After a whirlwind tour of Sunnybeam School, which the alumni knew as Lakeview, the group made an appearance at Mercer Island High School, which few had seen since the building’s original 1950s structure. Principal John Harrison, Associate Principal Mark Roschy and Superintendent Gary Plano welcomed the alumni to MIHS, leading them to a glass case of memorabilia from their historic class.
“We invented many of the school traditions,” said Erik Peterson, MIHS senior class president in 1958. “Because we had no upper-classmen, we formed the high school from scratch — writing the fight song and choosing our school colors.”
Many of the alumni had not been back to MIHS since graduating. Led by administrators, the group split up to tour the school — poking their heads into doorways to view the latest in education technology — and posed for a group shot before heading off to view the Boys & Girls Club, which was formerly the East Seattle School.
According to reunion coordinator Sally Brown, 11 of those who came to the event are part of the “Graham Cracker Club” — alumni who attended Sunnybeam all the way through MIHS. Only three of the original 78 students still live on the Island today. Bill Webster is one of them.
Living on the same lakeside property where he grew up, Webster enjoys the water as much today as he did as a teenager.
“I’ve been out waterskiing over 40 times just this summer,” the 68-year-old said. “My brother drives the boat. We do a lot of skiing and boating.”
Reflecting on his years at MIHS, Webster was struck by how much the high school has grown since his time — especially in sports.
“We were the smallest high school in the KingCo league those days and that really showed in football. We had only 18 or 19 people turning out as seniors,” the athlete said. “I got to play basketball, football and track. In a big high school, I wouldn’t have made the teams.”
“A few years ago, I attended some MIHS football games to watch my nephew play, and I was amazed by the school marching band. It’s just huge,” he added.
The Class of 1958’s small size may have been a drawback in sports, but it led to a lifetime of close friendships.
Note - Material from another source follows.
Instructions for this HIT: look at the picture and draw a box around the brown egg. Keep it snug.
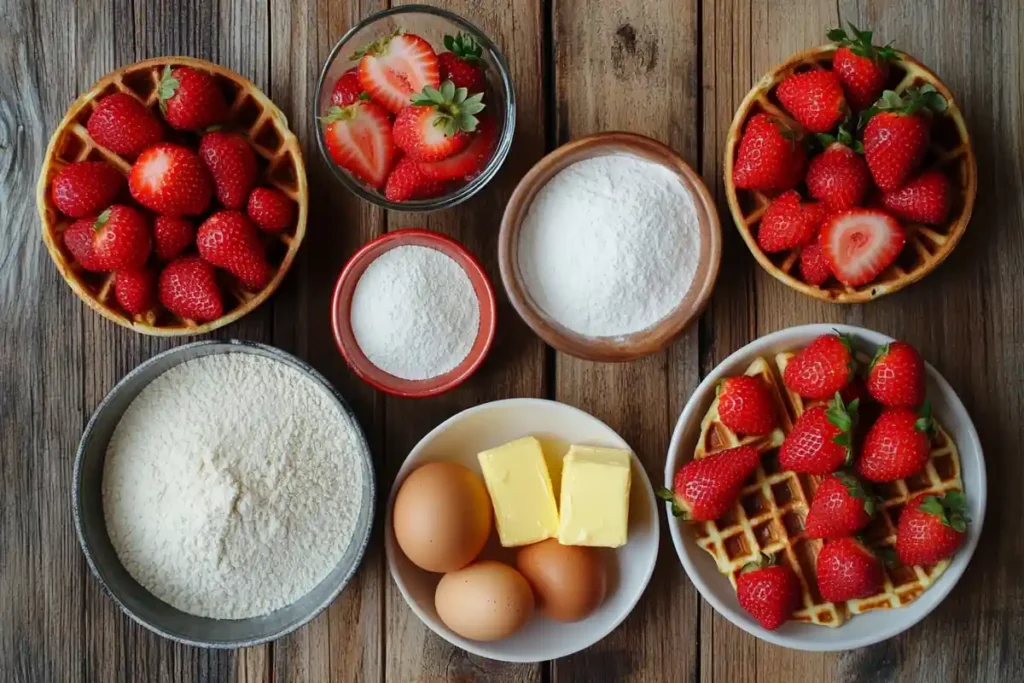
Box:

“Every year I come up to [Mercer Island] for slumber parties,” said Louro, who lives in San Francisco. “I stay with Sally Brown. We’ve been friends since high school.”
In addition to making priceless friendships, Louro said she received an unparalleled education at MIHS.
“The teachers prepared me for a great life in the 20th century, which might not have happened at that time for some American women.”
Indeed, the Class of 1958 went on to do great and wondrous things. Nancy Lethcoe, an Olympic silver medalist in swimming (1956), is running for the Alaska State House in November. Don Brown has donated much of his career to reconstruction projects in Africa. Con Comeau is a pilot and TV actor. Ranney Eddy helped write the Canadian Constitution. Elaine Johnson is a professor who has published several books. And the list goes on.
“It’s an interesting group. We’ve all gone on to do great things. Many have travelled around the world,” Brown said.
After touring the Island, the alumni celebrated their first day together over beers at the Roanoke Inn. For some, it was the first time stepping foot into the historic Island bar, “although we always tried to get in,” Brown said with a laugh.
The three-day 50th reunion commenced on Saturday evening with a formal dinner party at Kaspar’s in Seattle. Stories were shared, friendships were rekindled, and old jokes were laughed over. For one fleeting night, the Class of 1958 became itself again.